About a month ago, I made a decision to take an interest in what my dad does for a living. Having been a cabinet maker and sculptor his whole life, the world of wood working was always at my fingertips, but something I never explored. I regret not spending more time with my dad as a kid, or at least taking more of an interest in what he does. With one of his projects on the go back home, I took a month out of my all important life to help my dad build a guest cabin.
Helping my dad build the guest cabin is like helping David Beckham kick a soccer ball. Every move I make or question I ask is a trip, snag or full blown haemorrhage in the plans of the master. My dad is not a sporadic person. The idea of a guest cabin came into existence more than 6 years ago. Due to back pain, long winters, and paid work, the hobby house was constantly being pushed to the back burner. During that time, its finer points were constantly under refinement until now, when all of the speculation becomes a course of action.
The guest cabin is affectionately named “Fort Conger”, after an outpost at the northernmost point of Canada where an expedition of men became stranded and ate each other. Many of the last alive kept rigid journals of their descent into madness before marching off into the snow and dying. After many lengthy explanations, Dad clarifies that the title is mostly used in jest, but the cabin’s theme is pulled from the winters of solitude the men endured there. “Our Fort Conger will be a place of contemplation.”

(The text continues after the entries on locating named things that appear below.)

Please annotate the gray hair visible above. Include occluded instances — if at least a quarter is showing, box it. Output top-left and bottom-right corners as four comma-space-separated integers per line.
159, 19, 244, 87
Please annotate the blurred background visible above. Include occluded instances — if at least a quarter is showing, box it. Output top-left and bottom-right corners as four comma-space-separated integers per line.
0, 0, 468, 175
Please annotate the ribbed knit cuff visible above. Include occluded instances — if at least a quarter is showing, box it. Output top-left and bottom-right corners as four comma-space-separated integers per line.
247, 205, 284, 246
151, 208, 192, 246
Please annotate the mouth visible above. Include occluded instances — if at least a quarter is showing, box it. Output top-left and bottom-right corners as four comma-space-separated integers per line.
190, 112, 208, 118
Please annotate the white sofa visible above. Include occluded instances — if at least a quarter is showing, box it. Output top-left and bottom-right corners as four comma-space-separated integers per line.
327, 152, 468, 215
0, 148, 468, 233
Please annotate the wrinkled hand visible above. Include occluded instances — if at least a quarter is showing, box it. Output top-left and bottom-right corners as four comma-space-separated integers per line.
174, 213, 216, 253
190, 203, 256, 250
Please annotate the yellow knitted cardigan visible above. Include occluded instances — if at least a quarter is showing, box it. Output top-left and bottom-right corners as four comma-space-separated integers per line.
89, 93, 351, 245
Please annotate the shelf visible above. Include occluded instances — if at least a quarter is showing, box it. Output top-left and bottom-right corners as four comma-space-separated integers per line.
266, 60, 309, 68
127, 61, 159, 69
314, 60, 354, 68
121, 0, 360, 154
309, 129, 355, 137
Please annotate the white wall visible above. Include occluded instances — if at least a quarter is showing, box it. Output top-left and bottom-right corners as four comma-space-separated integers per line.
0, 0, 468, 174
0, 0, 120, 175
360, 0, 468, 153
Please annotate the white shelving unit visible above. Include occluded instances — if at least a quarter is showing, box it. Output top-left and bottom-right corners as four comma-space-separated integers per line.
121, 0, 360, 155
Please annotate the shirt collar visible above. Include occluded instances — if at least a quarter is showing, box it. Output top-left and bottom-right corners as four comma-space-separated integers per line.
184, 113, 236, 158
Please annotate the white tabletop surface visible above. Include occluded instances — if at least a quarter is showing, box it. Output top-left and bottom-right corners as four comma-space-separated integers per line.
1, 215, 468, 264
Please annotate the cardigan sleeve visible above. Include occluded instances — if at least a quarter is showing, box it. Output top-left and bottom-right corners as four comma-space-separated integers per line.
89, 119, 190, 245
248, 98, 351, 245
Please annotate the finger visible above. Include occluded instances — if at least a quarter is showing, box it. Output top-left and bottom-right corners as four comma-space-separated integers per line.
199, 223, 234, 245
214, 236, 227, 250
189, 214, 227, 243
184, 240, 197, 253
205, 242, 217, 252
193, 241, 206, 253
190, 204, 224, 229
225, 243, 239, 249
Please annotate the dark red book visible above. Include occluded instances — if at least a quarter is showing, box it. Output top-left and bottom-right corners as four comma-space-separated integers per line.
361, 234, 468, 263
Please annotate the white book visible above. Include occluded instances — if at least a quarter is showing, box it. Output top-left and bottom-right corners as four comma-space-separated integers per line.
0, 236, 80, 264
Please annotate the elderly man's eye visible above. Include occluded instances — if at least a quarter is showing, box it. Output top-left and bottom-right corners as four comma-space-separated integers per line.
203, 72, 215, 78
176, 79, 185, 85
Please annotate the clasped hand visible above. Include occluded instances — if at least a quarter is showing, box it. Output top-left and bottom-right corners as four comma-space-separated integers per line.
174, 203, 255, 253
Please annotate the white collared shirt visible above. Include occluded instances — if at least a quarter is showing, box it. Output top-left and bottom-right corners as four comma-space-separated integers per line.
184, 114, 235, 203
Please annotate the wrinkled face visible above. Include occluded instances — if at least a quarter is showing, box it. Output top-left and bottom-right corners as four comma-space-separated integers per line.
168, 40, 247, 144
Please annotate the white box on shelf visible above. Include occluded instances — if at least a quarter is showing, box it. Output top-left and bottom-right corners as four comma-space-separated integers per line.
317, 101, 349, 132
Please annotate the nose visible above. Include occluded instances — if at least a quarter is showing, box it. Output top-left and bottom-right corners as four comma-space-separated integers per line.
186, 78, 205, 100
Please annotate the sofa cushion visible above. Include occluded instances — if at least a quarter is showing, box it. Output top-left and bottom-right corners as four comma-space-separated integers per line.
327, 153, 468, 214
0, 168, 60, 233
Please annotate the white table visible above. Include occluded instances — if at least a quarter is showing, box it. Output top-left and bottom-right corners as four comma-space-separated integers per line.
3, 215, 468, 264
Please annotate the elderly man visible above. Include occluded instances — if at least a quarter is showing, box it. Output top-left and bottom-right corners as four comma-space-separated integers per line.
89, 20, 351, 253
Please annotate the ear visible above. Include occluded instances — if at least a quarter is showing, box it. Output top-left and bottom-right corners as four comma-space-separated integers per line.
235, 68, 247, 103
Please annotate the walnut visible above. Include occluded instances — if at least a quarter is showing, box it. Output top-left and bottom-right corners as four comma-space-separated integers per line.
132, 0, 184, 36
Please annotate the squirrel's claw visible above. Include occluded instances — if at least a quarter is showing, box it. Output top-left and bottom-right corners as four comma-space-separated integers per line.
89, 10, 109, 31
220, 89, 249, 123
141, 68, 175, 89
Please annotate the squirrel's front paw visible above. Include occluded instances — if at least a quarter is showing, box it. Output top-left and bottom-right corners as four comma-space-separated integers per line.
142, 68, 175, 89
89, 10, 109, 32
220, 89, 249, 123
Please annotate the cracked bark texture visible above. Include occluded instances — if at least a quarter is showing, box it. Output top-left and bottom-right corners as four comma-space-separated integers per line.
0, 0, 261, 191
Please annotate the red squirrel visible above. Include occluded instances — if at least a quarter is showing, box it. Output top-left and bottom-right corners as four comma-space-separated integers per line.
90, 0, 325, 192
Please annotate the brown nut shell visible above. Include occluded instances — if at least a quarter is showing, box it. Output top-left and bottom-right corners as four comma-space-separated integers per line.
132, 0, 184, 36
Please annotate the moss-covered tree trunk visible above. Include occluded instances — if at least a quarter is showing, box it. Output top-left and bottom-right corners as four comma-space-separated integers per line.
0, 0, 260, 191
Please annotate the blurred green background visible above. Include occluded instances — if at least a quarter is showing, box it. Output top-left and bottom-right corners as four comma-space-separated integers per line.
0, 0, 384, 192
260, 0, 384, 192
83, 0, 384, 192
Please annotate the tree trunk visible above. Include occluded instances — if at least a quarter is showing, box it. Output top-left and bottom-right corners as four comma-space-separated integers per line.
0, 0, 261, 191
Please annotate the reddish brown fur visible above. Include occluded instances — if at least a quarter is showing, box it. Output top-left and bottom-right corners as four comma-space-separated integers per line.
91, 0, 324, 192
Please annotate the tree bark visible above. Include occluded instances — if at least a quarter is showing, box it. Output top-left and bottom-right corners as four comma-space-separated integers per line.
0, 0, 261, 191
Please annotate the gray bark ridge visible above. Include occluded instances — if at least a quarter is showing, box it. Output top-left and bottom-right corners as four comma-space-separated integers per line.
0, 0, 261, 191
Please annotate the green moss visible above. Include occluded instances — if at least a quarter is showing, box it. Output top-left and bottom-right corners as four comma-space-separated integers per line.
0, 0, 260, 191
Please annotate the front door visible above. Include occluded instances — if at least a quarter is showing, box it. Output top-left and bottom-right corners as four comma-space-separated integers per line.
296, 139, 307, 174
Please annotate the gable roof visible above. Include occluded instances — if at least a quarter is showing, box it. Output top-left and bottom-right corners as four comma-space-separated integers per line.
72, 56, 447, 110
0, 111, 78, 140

On top of many structural and artistic decisions, each piece within the house was specifically chosen: a Norwegian stove representing Fridtjof Nansen who lived at Fort Conger, my great-grandfather’s armchair, and the phrase carved by one of the explorers, “Inveniam Viam Aut Faciam” meaning, “Find a Way or Make a Way.” Within the creative vein of my father’s past, the guest cabin has become more than a place for guests to stay, it has become a work of art.

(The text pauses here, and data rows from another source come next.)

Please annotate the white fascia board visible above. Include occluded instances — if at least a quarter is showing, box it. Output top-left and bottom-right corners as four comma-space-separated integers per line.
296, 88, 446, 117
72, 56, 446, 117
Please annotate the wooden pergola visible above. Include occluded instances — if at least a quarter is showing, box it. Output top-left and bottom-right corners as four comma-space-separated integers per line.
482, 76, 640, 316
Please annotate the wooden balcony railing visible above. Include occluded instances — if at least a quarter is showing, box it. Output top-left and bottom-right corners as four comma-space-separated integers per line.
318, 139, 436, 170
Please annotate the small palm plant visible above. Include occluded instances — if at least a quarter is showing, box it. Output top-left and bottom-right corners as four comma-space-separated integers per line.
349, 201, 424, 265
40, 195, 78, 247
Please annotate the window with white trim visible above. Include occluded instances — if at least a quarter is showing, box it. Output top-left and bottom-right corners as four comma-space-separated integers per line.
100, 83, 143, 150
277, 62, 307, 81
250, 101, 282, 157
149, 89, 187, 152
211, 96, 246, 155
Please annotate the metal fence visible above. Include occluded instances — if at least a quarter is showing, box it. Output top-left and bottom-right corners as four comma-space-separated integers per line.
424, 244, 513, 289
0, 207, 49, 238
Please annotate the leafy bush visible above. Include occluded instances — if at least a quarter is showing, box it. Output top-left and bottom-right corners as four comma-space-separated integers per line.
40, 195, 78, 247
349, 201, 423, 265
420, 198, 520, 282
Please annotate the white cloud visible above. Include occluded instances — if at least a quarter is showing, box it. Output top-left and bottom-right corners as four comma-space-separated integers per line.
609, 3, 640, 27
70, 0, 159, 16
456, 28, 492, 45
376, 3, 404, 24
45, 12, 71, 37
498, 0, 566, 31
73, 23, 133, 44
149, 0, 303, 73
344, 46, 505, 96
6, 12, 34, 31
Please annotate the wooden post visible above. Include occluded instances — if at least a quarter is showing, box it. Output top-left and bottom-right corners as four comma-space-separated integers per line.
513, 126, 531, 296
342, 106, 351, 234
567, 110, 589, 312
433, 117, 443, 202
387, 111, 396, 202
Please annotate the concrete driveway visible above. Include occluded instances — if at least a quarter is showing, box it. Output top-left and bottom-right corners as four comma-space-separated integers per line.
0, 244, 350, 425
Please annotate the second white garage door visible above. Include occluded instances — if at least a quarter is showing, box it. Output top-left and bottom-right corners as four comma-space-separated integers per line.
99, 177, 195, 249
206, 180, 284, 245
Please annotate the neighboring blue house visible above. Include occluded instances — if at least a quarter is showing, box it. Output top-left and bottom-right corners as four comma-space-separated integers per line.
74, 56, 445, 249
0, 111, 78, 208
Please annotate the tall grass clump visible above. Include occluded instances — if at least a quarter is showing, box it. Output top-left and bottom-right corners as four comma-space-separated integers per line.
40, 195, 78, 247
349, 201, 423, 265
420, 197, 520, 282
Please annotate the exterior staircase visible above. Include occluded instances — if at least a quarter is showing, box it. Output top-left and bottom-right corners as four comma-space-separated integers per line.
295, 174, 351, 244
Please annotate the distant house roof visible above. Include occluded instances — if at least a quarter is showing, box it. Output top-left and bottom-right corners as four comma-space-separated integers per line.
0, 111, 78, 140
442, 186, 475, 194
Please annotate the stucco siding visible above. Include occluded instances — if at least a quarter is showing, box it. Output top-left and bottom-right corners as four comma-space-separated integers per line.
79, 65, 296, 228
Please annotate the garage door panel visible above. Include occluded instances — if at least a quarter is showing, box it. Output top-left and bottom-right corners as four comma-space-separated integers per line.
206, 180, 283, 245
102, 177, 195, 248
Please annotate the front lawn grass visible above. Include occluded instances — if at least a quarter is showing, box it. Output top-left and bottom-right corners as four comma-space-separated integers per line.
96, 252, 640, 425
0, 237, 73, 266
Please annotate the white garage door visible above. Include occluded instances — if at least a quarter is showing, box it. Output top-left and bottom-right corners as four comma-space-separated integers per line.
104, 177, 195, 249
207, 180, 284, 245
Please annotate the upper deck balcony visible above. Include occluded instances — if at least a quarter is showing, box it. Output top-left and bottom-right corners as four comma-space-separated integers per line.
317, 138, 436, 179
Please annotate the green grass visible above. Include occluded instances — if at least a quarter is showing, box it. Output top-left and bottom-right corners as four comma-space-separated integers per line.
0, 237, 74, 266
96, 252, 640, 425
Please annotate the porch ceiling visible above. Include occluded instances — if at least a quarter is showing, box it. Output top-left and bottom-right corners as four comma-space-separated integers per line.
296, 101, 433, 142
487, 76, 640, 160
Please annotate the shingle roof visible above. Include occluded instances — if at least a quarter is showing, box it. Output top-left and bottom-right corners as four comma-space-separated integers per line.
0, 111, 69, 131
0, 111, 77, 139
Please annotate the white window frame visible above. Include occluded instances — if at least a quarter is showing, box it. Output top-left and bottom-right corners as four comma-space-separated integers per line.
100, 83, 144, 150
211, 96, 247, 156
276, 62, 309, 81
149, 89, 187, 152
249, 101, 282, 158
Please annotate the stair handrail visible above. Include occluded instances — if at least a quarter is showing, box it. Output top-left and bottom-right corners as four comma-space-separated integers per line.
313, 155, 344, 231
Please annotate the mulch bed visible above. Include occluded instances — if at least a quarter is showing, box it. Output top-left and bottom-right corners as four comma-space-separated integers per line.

So here I am, a twenty-two year with a diploma in acting and a semester of high school woodworking under my belt as his apprentice. On his turf, with his careful gaze upon my every move, my hands respond like over-inflated water balloons. After two days of doing almost everything wrong, I had to accept that my place was to carry things, move stuff out of his way, and observe.

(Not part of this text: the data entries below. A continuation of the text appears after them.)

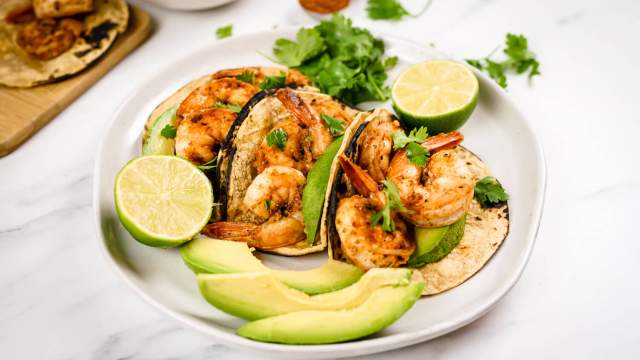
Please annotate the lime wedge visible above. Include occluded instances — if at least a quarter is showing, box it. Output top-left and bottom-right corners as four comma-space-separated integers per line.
114, 155, 213, 247
391, 60, 479, 135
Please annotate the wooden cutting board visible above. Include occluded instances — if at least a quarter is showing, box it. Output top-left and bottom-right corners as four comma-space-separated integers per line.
0, 6, 153, 157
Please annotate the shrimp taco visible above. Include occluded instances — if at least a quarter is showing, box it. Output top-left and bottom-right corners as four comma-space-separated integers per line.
208, 87, 359, 256
0, 0, 129, 87
320, 109, 509, 295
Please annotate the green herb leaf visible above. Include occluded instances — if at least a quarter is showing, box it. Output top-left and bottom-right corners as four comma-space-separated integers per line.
213, 101, 242, 113
216, 24, 233, 39
473, 176, 509, 207
367, 0, 409, 20
320, 114, 344, 137
370, 179, 407, 232
382, 56, 398, 70
392, 126, 429, 150
260, 71, 287, 90
273, 14, 396, 105
267, 128, 289, 150
273, 28, 325, 67
466, 34, 540, 88
407, 142, 429, 166
236, 71, 255, 84
160, 124, 178, 139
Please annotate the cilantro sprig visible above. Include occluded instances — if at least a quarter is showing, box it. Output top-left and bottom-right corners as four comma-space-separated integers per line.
466, 33, 540, 88
273, 14, 397, 105
213, 101, 242, 113
320, 114, 344, 137
392, 126, 429, 166
473, 176, 509, 207
236, 71, 255, 84
160, 124, 178, 139
260, 71, 287, 90
267, 128, 289, 151
216, 24, 233, 39
370, 179, 407, 232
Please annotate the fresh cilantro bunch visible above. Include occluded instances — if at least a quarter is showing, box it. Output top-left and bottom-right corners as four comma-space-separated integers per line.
273, 14, 397, 105
392, 126, 429, 166
370, 179, 407, 232
473, 176, 509, 207
466, 33, 540, 88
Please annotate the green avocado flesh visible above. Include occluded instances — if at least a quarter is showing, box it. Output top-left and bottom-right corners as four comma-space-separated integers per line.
408, 215, 467, 267
198, 269, 412, 320
237, 282, 424, 344
180, 236, 362, 294
302, 136, 343, 244
142, 105, 178, 155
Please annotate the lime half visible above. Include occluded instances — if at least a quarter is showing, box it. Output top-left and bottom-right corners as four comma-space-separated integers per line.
391, 60, 479, 135
114, 155, 213, 247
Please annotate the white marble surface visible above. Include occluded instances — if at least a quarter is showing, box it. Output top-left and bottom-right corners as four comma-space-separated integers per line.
0, 0, 640, 359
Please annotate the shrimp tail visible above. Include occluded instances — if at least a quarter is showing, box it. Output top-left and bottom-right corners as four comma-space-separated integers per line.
276, 88, 316, 127
422, 131, 464, 153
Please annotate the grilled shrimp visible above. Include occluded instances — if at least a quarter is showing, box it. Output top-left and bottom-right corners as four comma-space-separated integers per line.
387, 133, 475, 227
203, 166, 306, 250
175, 67, 309, 163
175, 108, 236, 164
340, 131, 474, 227
276, 88, 333, 160
358, 111, 400, 182
254, 118, 313, 174
336, 195, 416, 270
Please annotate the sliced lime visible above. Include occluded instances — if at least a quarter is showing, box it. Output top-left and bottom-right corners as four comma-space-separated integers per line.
114, 155, 213, 247
391, 60, 479, 135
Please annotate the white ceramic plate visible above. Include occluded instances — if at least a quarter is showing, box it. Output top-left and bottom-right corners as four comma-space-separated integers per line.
94, 29, 545, 359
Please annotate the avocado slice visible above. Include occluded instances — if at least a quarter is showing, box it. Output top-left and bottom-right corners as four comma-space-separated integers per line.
198, 269, 413, 320
407, 215, 467, 267
237, 282, 424, 344
142, 105, 178, 155
180, 236, 362, 294
302, 136, 343, 245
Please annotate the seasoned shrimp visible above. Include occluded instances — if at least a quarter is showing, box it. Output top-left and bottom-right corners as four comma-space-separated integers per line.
203, 166, 306, 250
175, 108, 236, 164
339, 131, 475, 227
336, 195, 416, 270
255, 118, 313, 174
358, 111, 400, 182
276, 88, 333, 160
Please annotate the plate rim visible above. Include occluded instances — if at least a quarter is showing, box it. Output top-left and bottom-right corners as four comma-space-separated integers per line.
92, 24, 547, 358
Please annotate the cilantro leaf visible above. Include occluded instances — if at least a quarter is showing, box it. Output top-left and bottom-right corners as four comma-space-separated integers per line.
392, 126, 429, 150
473, 176, 509, 207
214, 101, 242, 113
260, 71, 287, 90
273, 28, 325, 67
465, 33, 540, 88
236, 70, 255, 84
382, 56, 398, 70
216, 24, 233, 39
407, 142, 429, 166
320, 114, 344, 137
160, 124, 178, 139
369, 179, 407, 232
273, 14, 397, 105
367, 0, 409, 20
267, 128, 289, 151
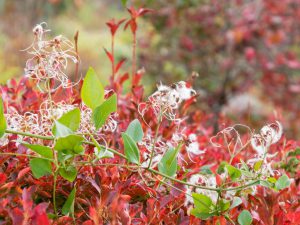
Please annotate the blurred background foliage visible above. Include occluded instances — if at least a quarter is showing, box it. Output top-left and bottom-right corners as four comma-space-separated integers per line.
0, 0, 300, 138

As a young man, you don’t look at your father much, not unless he’s mad at you. In a desperate fear to build an identity away from our parents, it seems that we overlook them as sources of influence or knowledge in our life. I look at him now: a middle-aged man on 10 acres of property in one of the most beautiful places in world, married to my wonderful mother, doing what he loves and with only one shit-head son to support. Perhaps my youthful ambition to become super rich and famous has blinded me to the subtle things in life.
After every day of working, my dad goes out to the job site to look at the work he has just done. He compliments, reflects on, and revels in a job well done and plans for the day of work to come. He wakes up in the morning and tells of thoughts he had while falling asleep to further improve or build upon the task at hand. He mulls it over at breakfast, lunch and dinner. He discusses the next step from every angle before stepping outside to put it into motion. Obsessive compulsive? Semi-neurotic? Or passionate? Whatever it is, it’s hard to imagine finding something in my life that is as fulfilling and totally my own as this is to him. As I prepare to head back to school for another semester, I can only hope that I find something that makes me slightly as obsessive compulsive, semi-neurotic and passionate as my dad.
Happy Father’s Day Dad, and to all the other quirky fathers out there.